However, for the Cuban economist Pedro Monreal, what is most revealing is not just the figures—whose credibility is plausible but impossible to independently verify—but the normalization of a more serious fact: Cuban citizens are excluded from access to crucial information about the military conglomerate that controls a significant part of the country's economy.
In a recent article published on his Substack, Monreal recalled that, despite the legitimate interest in quantitative analysis, discussions about GAESA's numbers inevitably venture into the realm of conjecture.
"It doesn't matter how acceptable the contrasting data may be, the analysis remains tainted by the speculative nature of the 'GAESA figures'," he explained. The economist compared the attitude of the Cuban government to that of "a carnival magician: nothing over here, nothing over there...", noting that the official response has been, by omission, a resounding silence.
An institutionalized opacity
Even without complete data, there are proven qualitative elements about GAESA that sketch a troubling profile.
Monreal listed several: it involves a military conglomerate of anonymous societies that operate in civilian commercial activities; it controls strategic sectors such as tourism, retail, and telecommunications; and it manages significant amounts of foreign currency due to its monopolistic position.
The most serious aspect, from a political standpoint, is that it does not provide public accountability nor is it subject to oversight by the General Comptroller's Office of the Republic, an institutional safeguard that allows it to withhold information and resources without citizen control.

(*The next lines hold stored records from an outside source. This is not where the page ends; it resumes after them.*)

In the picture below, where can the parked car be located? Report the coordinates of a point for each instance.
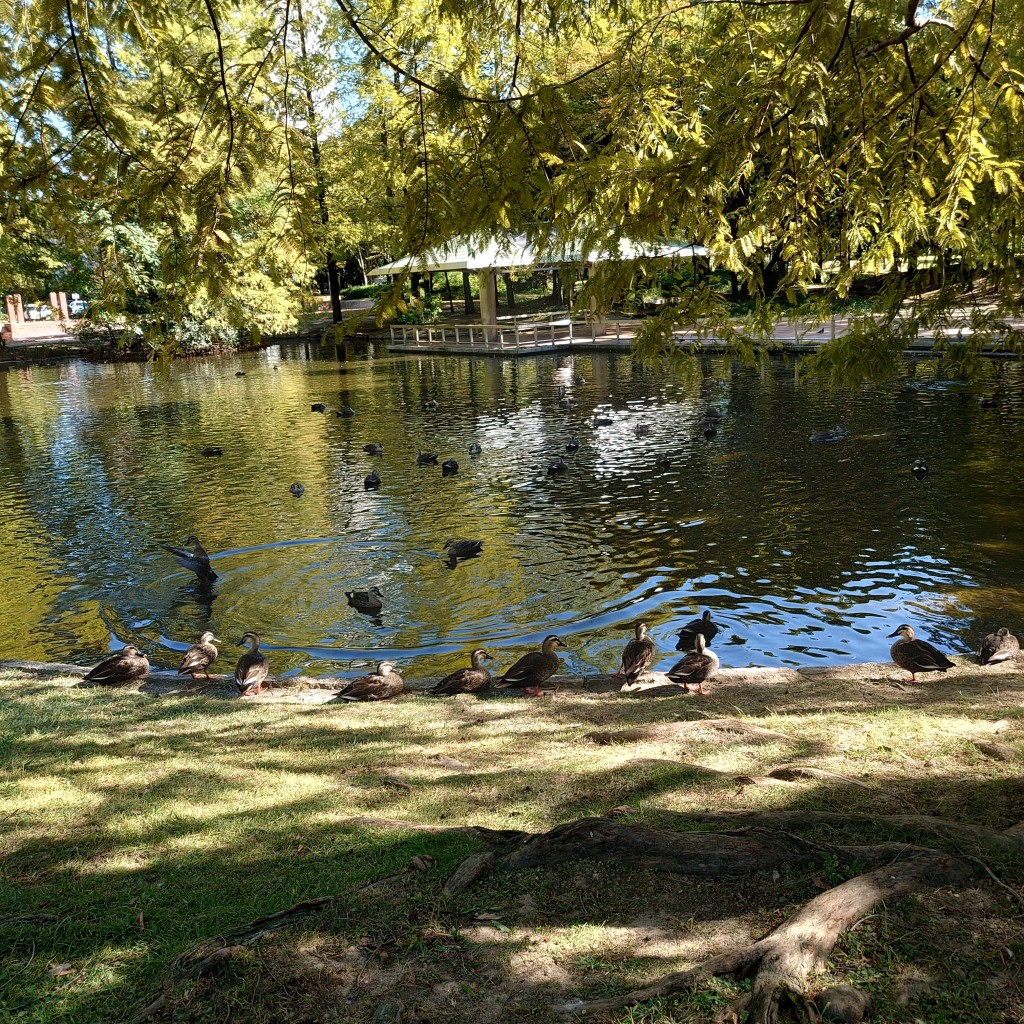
(39, 310)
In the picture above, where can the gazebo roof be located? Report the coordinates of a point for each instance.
(516, 252)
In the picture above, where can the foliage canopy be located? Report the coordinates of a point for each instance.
(810, 144)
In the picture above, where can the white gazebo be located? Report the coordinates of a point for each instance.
(485, 257)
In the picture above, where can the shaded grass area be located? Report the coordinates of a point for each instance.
(131, 827)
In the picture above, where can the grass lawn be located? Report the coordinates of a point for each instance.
(132, 827)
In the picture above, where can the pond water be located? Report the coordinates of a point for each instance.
(807, 553)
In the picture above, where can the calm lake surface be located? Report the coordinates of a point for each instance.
(807, 553)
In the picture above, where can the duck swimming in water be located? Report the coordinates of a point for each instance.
(366, 600)
(916, 655)
(128, 666)
(195, 558)
(465, 680)
(688, 634)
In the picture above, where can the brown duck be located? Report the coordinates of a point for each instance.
(380, 685)
(998, 646)
(200, 656)
(697, 667)
(638, 654)
(253, 668)
(127, 666)
(534, 669)
(916, 655)
(465, 680)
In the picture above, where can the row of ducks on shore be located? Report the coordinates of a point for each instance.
(527, 674)
(697, 667)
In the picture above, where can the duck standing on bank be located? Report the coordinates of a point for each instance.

For Monreal, GAESA is the spearhead of dollarization in Cuba. With its dominance in foreign currency trade and services such as communications, alongside “abusive monopolistic prices,” it acts as an unyielding extractor of foreign currency from Cuban families.

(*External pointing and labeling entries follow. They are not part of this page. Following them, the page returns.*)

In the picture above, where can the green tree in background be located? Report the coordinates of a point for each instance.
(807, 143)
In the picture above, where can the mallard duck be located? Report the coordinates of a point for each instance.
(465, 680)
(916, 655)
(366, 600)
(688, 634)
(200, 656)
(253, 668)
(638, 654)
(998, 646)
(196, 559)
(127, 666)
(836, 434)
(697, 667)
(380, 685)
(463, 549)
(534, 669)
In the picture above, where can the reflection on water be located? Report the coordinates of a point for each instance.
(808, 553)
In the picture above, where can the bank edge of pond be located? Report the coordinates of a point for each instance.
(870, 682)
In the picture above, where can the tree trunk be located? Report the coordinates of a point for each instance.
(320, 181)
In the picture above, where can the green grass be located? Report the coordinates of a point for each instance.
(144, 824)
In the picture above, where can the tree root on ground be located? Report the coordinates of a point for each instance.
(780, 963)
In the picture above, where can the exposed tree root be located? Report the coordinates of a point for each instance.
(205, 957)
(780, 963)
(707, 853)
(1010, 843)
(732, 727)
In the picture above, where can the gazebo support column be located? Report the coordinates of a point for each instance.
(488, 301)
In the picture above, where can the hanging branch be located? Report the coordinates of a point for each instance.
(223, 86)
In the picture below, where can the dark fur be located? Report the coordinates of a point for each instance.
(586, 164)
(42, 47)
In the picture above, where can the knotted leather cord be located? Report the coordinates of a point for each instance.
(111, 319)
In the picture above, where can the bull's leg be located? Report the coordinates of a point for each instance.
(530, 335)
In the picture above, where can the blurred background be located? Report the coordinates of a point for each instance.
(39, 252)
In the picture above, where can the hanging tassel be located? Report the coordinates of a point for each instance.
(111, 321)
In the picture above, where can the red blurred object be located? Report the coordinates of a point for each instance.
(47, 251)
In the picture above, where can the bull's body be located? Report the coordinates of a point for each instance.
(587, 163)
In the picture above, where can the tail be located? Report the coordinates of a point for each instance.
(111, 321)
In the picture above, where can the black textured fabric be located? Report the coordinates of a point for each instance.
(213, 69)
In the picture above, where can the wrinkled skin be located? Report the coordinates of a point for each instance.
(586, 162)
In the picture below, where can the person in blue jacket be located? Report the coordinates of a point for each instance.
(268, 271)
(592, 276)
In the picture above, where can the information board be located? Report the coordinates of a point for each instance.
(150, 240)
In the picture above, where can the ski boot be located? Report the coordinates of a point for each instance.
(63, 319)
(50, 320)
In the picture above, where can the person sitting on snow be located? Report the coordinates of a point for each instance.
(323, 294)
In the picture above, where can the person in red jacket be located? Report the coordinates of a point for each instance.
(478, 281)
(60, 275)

In practice, it channels dollars from the pockets of citizens into an opaque business network that does not clarify the use of those funds.
Four urgent debates
Beyond the figures, the economist proposed focusing the debate on four key issues:
1. The unnecessary nature of a military conglomerate monopolizing the civilian economy. From a development perspective, there is no justification for a military structure to concentrate strategic and profitable sectors.

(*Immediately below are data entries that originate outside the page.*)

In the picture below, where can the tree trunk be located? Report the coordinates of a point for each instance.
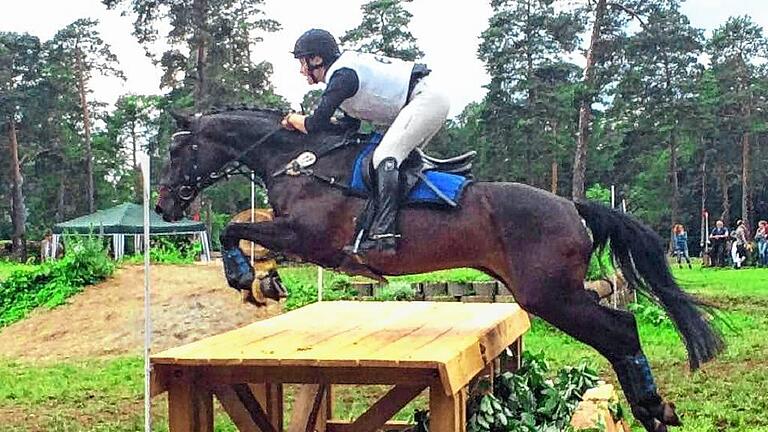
(60, 216)
(746, 190)
(89, 188)
(553, 186)
(138, 178)
(722, 180)
(18, 209)
(673, 177)
(704, 210)
(199, 18)
(585, 107)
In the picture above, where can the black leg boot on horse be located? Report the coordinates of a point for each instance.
(382, 235)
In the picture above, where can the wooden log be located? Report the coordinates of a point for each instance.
(477, 299)
(434, 289)
(502, 289)
(418, 290)
(485, 288)
(504, 299)
(364, 289)
(442, 298)
(458, 289)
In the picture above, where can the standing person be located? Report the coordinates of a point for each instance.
(384, 91)
(681, 245)
(739, 246)
(761, 237)
(46, 247)
(718, 236)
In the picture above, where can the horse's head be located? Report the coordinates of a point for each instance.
(203, 146)
(195, 163)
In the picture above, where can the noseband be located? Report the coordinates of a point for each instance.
(194, 181)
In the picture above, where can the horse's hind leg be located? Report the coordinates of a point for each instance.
(561, 300)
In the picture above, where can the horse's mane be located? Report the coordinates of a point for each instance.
(246, 108)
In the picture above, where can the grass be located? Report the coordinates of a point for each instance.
(726, 395)
(8, 267)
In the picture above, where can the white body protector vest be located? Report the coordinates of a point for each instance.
(383, 87)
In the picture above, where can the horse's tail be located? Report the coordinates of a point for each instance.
(640, 255)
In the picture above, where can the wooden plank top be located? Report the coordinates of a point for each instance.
(457, 339)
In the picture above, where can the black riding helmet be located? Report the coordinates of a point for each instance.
(317, 42)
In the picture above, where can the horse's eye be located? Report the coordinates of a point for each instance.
(186, 192)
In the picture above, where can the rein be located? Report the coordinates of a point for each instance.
(232, 167)
(300, 165)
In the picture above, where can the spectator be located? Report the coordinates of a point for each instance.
(718, 236)
(761, 237)
(739, 246)
(46, 247)
(681, 245)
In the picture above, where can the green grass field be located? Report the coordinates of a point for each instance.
(726, 395)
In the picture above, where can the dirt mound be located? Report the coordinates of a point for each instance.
(189, 302)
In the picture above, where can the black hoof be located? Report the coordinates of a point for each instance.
(657, 418)
(237, 270)
(272, 287)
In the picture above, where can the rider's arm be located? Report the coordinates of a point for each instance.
(342, 85)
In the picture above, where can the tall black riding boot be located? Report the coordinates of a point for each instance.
(383, 233)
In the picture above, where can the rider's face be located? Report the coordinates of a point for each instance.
(313, 75)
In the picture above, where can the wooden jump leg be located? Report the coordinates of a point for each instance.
(447, 413)
(190, 406)
(310, 409)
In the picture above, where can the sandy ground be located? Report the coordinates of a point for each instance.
(188, 303)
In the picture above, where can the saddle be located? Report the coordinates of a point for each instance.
(415, 171)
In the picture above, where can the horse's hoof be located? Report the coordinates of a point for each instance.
(669, 416)
(657, 418)
(271, 288)
(249, 298)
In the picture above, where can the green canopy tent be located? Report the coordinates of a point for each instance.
(128, 219)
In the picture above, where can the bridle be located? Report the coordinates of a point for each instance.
(194, 182)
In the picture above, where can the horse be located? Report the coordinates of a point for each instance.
(536, 243)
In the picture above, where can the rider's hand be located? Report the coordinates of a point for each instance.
(294, 121)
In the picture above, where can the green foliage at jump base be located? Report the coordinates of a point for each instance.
(529, 400)
(52, 283)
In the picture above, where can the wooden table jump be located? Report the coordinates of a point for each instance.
(410, 345)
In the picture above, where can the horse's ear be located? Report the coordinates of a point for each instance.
(183, 121)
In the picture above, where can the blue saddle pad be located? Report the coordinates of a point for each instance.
(451, 185)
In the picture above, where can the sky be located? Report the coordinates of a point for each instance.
(446, 31)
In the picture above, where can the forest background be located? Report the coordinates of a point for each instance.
(580, 95)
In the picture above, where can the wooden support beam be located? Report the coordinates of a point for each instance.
(307, 409)
(343, 425)
(386, 407)
(243, 408)
(190, 406)
(447, 413)
(270, 397)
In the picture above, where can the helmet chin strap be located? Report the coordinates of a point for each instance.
(311, 70)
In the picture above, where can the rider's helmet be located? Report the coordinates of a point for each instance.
(317, 42)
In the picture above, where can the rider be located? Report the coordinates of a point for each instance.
(384, 91)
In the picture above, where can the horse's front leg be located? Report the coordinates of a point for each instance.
(275, 235)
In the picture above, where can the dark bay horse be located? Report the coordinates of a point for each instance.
(534, 242)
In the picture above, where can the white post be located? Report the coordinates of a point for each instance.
(54, 246)
(253, 208)
(147, 303)
(615, 295)
(319, 284)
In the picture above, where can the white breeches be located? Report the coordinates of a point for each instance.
(416, 124)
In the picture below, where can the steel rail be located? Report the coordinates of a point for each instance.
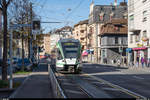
(58, 92)
(137, 96)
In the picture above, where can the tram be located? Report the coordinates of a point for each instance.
(68, 55)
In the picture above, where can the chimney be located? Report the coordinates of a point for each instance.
(115, 3)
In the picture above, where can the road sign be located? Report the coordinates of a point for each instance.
(15, 26)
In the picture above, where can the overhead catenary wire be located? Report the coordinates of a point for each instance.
(74, 10)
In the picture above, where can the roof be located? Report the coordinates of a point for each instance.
(115, 26)
(82, 22)
(68, 40)
(118, 11)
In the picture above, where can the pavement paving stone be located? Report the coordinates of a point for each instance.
(36, 86)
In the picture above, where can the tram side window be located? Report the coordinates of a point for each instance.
(59, 56)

2. The fate of the national income freed by wage compression. Monreal asked where the portion of GDP that was previously allocated to compensating workers has gone, and which is now available due to the decline of wages as a proportion of the product.
3. Reduce opacity and demand accountability. GAESA should be subject to independent audits and mechanisms for citizen oversight that currently do not exist.
4. Partially dollarize the national budget. While he believes that dollarization is a mistake, Monreal acknowledged that it is a reality and proposed that the currencies collected by corporations like GAESA be transparently included in the state budget, so that they directly benefit the population.
A model that concentrates power and weakens rights
The background of this debate goes beyond the economy: it involves the relationship between power, transparency, and citizens' rights in Cuba.
The combination of military monopoly, opaque legal structure, and lack of oversight makes GAESA the most powerful economic entity in the country, surpassing its civilian institutions and without effective checks and balances.
The question that lingers, and which Monreal announced he will address in a future statement, is whether the well-being of Cuban citizens requires — or can afford — the leadership of a military conglomerate whose shareholders remain anonymous and whose operations are untouchable.
In a context where economic information is treated as state secret and authorities refuse to explain the fate of billions in foreign currencies, GAESA's opacity is not just an accounting issue: it reflects a model that extracts resources from the population without accountability, while the country sinks into a humanitarian crisis.